Beyoncé unveils “Cowboy Carter,” the second album in her “Renaissance” trilogy, featuring the singles “Texas Hold ’Em” and “16 Carriages.”

For fans, the end of the wait. Beyoncé unveiled, this Friday, March 29, the second album of her Renaissance triptych: the album Cowboy Carter, a resolutely country component, awaited for weeks. The first two singles, Texas Hold ‘Em and 16 Carriages, released last February for the Super Bowl, initiated this shift inspired by the artist’s native Texas. With success, since the two titles have respectively 33 and 7 million views on YouTube. These two titles rose to the top of the Billboard country songs chart, a first for a black artist.

The album Cowboy Carter has a total of 27 tracks, including collaborations with country music stars: a cover of Dolly Parton’s hit Jolene with new lyrics or Willie Nelson on the track Smoke Hour. Other artists appear on this disc, such as Miley Cyrus, Post Malone, Shaboozey and Linda Martell. Also noteworthy on this album is a cover of The Beatles’ Blackbird, originally released in 1968 on the White Album, evoking civil rights. Beyoncé also shares a song, Protector, with her second daughter, six-year-old Rumi Carter.

“Mom, can I hear the lullaby?” can be heard in the introduction to the song, in which the singer intones: “I will guide you on this road if you lose your way. Born to be your protector. Even if I know that one day you will shine on your own. I will be your protector.”
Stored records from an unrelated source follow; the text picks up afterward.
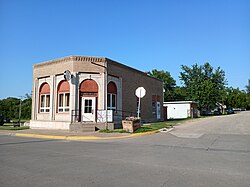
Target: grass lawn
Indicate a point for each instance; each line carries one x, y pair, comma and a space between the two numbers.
9, 126
112, 131
151, 126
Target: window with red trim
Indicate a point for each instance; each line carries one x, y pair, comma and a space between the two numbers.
63, 96
112, 96
44, 93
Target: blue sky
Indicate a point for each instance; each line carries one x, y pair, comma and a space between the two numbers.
144, 34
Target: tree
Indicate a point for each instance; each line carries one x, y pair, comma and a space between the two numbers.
169, 83
204, 85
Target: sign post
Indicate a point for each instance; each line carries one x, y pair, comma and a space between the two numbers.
140, 92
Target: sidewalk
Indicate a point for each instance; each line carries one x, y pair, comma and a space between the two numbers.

The Cowboy Carter album therefore contains surprises, but also numerous references to African-American culture and racial segregation in the United States. For example, Beyoncé shared posters on her social networks entitled Cowboy Carter and the Rodeo Chitlin’ Circuit, an allusion to the concert halls where black artists could tour during the era of Jim Crow laws, which imposed racial segregation across the Atlantic. until their repeal in 1964.